Here's a quick look at some key issues investors should keep an eye on from Hedgeye's JT Taylor and our team of Washington Policy analysts in D.C.


The song and dance around trade with China that has been going on for decades continues in the Trump Administration. The U.S. and China reached a trade agreement that allows the U.S. to import poultry from China as well as allowing foreign owned firms to publish credit ratings while insuring that China will still be able to import liquefied natural gas from the U.S.

Another key stipulation from the deal is that a delegation from the Department of Commerce will attend Xi Jinping’s international investment initiative next week. The deal is likely just the first step of many in trying to improve the country’s trade standing with China. Although the agreement shows an easing of tensions with China, it still leaves out many of the trade issues against which Trump campaigned.

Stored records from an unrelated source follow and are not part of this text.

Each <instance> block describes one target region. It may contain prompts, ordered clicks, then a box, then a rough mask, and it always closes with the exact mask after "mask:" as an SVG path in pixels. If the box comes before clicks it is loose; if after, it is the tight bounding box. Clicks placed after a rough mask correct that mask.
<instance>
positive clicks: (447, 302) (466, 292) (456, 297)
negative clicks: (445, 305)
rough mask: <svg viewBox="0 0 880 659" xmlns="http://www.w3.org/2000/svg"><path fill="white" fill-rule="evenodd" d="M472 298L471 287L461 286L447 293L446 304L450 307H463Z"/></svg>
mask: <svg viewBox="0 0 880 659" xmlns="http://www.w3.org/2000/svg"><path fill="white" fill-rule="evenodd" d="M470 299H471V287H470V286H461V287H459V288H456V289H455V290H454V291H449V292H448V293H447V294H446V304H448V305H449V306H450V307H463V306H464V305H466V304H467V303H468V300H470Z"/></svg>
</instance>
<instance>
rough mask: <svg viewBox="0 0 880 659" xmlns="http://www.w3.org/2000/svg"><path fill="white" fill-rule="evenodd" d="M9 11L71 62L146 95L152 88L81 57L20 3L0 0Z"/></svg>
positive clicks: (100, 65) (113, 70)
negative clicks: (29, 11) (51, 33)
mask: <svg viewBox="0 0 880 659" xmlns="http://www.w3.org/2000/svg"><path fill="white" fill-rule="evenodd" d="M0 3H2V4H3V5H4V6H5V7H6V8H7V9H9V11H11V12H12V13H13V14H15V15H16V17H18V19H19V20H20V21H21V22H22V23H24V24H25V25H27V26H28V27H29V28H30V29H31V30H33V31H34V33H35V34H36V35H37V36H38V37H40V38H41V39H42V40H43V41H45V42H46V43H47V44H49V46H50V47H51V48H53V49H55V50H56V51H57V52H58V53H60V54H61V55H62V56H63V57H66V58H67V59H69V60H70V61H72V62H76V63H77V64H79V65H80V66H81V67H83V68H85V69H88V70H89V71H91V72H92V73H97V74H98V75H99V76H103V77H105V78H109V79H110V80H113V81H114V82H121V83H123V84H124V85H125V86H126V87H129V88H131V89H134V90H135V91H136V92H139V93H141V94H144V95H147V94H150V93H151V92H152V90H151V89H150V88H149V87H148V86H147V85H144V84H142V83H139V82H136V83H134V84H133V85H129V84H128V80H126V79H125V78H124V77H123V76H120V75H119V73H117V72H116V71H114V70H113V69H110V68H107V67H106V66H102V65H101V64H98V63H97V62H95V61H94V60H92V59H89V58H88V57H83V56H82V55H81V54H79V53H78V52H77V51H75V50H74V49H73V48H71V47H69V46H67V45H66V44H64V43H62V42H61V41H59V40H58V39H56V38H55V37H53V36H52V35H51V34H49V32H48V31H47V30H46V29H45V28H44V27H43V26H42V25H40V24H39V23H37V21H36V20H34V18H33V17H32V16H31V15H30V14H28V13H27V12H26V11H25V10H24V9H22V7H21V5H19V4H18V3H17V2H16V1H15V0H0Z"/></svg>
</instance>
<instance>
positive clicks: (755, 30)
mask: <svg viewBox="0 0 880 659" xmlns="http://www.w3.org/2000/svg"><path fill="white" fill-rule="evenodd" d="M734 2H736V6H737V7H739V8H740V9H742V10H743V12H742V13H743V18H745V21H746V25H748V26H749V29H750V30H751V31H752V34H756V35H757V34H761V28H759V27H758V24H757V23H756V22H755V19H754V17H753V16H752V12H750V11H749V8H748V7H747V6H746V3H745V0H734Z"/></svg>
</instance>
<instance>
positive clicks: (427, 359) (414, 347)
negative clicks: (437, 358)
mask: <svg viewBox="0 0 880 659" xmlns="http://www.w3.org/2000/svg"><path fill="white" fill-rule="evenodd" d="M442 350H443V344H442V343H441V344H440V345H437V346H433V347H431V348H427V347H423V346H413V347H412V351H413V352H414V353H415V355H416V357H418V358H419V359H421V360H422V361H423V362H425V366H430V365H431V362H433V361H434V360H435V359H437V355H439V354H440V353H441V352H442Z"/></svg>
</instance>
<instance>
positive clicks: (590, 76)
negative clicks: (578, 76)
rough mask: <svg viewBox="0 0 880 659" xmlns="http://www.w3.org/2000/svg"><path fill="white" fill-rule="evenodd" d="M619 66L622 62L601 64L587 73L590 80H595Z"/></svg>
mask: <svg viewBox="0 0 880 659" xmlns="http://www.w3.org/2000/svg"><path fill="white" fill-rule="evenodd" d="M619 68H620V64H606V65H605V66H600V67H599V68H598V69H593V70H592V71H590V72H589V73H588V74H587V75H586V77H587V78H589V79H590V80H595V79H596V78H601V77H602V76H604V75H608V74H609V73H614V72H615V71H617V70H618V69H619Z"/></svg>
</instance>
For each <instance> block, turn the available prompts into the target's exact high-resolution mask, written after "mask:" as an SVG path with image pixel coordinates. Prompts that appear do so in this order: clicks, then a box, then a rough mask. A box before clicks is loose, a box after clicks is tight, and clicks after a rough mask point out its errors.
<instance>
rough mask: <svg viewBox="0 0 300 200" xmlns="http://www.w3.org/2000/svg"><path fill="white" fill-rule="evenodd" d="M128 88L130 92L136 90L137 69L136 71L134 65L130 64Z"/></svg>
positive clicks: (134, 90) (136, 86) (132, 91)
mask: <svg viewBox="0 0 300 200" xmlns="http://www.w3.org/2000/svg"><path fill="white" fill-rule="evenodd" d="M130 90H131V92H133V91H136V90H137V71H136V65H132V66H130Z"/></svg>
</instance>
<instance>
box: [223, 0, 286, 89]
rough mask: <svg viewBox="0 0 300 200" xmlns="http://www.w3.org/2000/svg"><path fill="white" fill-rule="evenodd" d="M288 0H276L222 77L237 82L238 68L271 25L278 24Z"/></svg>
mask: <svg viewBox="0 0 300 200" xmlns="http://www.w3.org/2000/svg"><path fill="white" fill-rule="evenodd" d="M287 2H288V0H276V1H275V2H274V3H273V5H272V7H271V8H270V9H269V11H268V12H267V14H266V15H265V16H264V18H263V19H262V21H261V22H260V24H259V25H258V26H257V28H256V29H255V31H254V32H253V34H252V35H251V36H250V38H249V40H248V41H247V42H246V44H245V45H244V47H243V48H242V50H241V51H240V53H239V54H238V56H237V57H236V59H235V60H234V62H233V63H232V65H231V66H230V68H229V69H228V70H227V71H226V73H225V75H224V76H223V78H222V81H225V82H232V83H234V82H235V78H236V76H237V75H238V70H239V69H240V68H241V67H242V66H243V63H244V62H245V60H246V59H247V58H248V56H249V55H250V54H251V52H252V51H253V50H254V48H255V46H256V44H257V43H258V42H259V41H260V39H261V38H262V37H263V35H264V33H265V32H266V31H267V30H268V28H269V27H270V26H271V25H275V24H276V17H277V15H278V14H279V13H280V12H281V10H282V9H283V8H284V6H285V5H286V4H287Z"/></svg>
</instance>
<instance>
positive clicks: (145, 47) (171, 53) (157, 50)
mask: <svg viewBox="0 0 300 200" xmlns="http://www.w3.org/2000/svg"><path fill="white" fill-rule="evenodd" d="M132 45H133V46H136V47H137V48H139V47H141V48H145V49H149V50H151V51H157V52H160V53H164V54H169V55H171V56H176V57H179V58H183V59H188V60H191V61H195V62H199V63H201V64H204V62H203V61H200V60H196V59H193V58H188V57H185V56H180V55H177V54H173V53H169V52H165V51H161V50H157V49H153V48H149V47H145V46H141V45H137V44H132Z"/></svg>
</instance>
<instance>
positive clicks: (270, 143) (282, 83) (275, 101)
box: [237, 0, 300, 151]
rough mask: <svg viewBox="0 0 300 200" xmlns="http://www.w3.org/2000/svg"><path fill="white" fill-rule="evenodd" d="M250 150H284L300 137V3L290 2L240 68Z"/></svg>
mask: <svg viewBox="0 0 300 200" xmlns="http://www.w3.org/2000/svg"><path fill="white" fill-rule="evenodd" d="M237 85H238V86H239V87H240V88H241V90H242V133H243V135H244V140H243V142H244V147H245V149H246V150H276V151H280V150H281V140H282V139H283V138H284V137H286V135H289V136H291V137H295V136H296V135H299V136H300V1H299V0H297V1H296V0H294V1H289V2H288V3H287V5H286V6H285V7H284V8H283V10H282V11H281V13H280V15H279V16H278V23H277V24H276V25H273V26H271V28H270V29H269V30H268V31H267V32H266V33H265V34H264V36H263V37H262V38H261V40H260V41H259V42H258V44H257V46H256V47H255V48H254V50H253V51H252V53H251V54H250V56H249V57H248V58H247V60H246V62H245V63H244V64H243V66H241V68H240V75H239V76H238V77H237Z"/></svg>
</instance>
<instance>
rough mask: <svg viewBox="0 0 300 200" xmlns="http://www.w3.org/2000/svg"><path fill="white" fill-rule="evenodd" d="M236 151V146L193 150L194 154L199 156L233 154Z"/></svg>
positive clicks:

The Trump Administration is beginning its push to shape legislation on tax reform. Treasury Secretary Steven Mnuchin and National Economic Council Director Gary Cohn met with Senators from the conservative Senate Steering Committee.

The meeting was the first of many promised listening sessions the Administration plans to have with lawmakers, industry groups and average citizens as they work through details of a plan they hope can pass the House and Senate. Mnuchin proposed his interest in moving the country to a territorial tax system where American companies would not face U.S. taxes on their foreign earnings.

The start of these conversations coincide with the House Ways and Means Committee holding its first hearing on tax reform next week.


The Congressional Review Act (CRA) reached the end of its tenure at midnight last night. Since the start of the 115th Congress, the CRA has been used to repeal 14 regulations, including three major rules, when it had only been used only one other time since it was enacted in 1996.

Congress repealed regulations that forced resource extractors to disclose payments, a Department of the Interior rule that aimed to protect streams from coal mining runoff, and a Department of Labor rule that didn’t allow people who receive unemployment benefits to avoid drug testing.

It wasn’t all fun and games for Republicans as they weren’t able to pass a Bureau of Land Management rule that would have ended methane caps on drilling on Federal lands. Now that Congress can’t use the CRA to overturn Obama era regulations, it is up to the executive branch to overturn any others via the conventional rulemaking process.


In an interesting confirmation twist, Senators John McCain and Ben Sasse have decided to vote against President Trump’s U.S. Trade Representative-designate Robert Lighthizer, but progressive Democrat Senators Tammy Baldwin and Sherrod  Brown have backed his confirmation. Sasse and McCain believe that Lighthizer does not understand the benefits of NAFTA and would not be a champion for agricultural interests in trade negotiations.

The swapping of the two Republicans for the two Democrats all but guarantees that Lighthizer will take the reins as the top trade chief after a confirmation vote Monday and rounding out Trump’s Cabinet.  Now it’s onto the hundreds of other sub-Cabinet vacancies that are hampering progress at the agencies.